The plate-shaped optical component according to one aspect is formed by filling a molten resin in a cavity formed by clamping a fixed-side mold and a movable-side mold and curing the molten resin. And a first surface, which is one of the front and back surfaces of the plate-like optical component, a second surface spaced apart from the first surface, and a side surface connecting the first surface and the second surface. And a parting line formed on the side surface by a contact surface between the fixed-side mold and the movable-side mold, the side surface connecting the parting line to the outer periphery of the first surface, The first peripheral edge portion is inclined or curved so that the dimension of the plate-shaped optical component in the plane direction substantially parallel to the first surface becomes smaller toward the side closer to the first surface. The side surface connecting the parting line to the outer periphery of the second surface has a dimension in a plane direction substantially parallel to the second surface of the plate-like optical component that becomes smaller toward a side closer to the second surface. The second peripheral edge portion is inclined or curved.

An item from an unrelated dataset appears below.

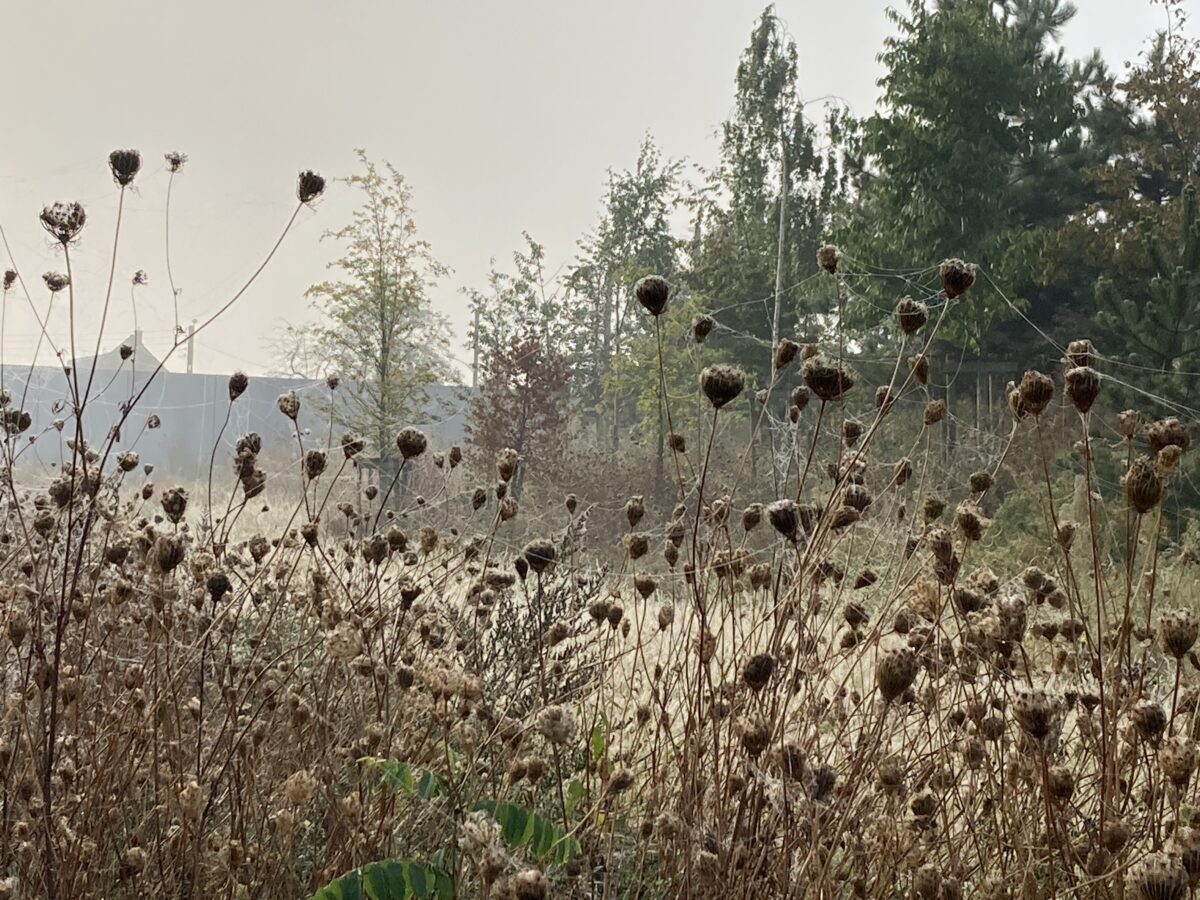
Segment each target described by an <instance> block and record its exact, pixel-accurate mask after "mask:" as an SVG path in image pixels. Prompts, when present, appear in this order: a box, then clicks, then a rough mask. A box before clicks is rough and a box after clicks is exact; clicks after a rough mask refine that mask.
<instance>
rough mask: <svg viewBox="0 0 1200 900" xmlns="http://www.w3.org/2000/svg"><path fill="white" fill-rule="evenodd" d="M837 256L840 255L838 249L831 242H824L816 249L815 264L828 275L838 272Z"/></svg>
mask: <svg viewBox="0 0 1200 900" xmlns="http://www.w3.org/2000/svg"><path fill="white" fill-rule="evenodd" d="M839 257H841V251H840V250H838V248H836V247H835V246H834V245H832V244H824V245H822V246H821V247H820V248H818V250H817V265H820V266H821V268H822V269H824V270H826V271H827V272H829V274H830V275H835V274H836V272H838V259H839Z"/></svg>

Since the first peripheral edge and the second peripheral edge of the plate-shaped optical component are inclined or curved as described above, the end of the plate-shaped optical component becomes a smooth surface, so Can be suppressed, and the occurrence of injury to the user can be suppressed by the end portion of the plate-shaped optical component.

In the above configuration, the ratio (W/L) of the width W of the width of the first peripheral portion to the maximum length L of the lateral dimension of the plate-shaped optical component in the plan view from the first surface side is 0. It is 04 or less.

The use of such a plate-shaped optical component makes it difficult for the first peripheral portion to be visually recognized from the outside, so that the plate-shaped optical component has an excellent appearance.

In the above configuration, the parting line is located on a side surface closer to the first surface than an intermediate position between the first surface and the second surface. According to the above configuration, the plate-shaped optical component can be easily released from the fixed-side mold, and the plate-shaped optical component having a good appearance can be obtained.

In the above structure, the first peripheral portion projects from the first surface. Preferably, the width of the first peripheral portion in a plan view from the first surface side is 0.2 mm or more.

According to the above configuration, the thickness of the first peripheral edge portion of the plate-shaped optical component can be increased, the rigidity of the end portion (first peripheral edge portion) of the plate-shaped optical component can be increased, and the plate-shaped optical component can be provided. There is an advantage that chipping or deformation hardly occurs.

A method of manufacturing a plate-shaped optical component according to one aspect includes a step of forming a cavity between the fixed-side mold and the movable-side mold by clamping the fixed-side mold and the movable-side mold. A step of filling a molten resin in the cavity and manufacturing a plate-shaped optical component by curing the molten resin, and a step of removing the movable side mold together with the plate-shaped optical part from the fixed side mold And a step of removing the plate-shaped optical component from the movable-side mold, wherein the movable-side mold includes a second surface mold that forms a second surface of the plate-shaped optical component, and the fixed-side mold. The surface of the mold on the cavity side and the surface of the second surface mold on the cavity side are connected so that the dimension of the cavity in the plane direction substantially parallel to the first surface becomes smaller toward the side closer to the second surface. And a second peripheral edge mold that is inclined or curved to the step of removing the plate-shaped optical component from the second surface mold of the movable side mold to the second peripheral edge mold. It is characterized in that it is performed by projecting it relative to the mold.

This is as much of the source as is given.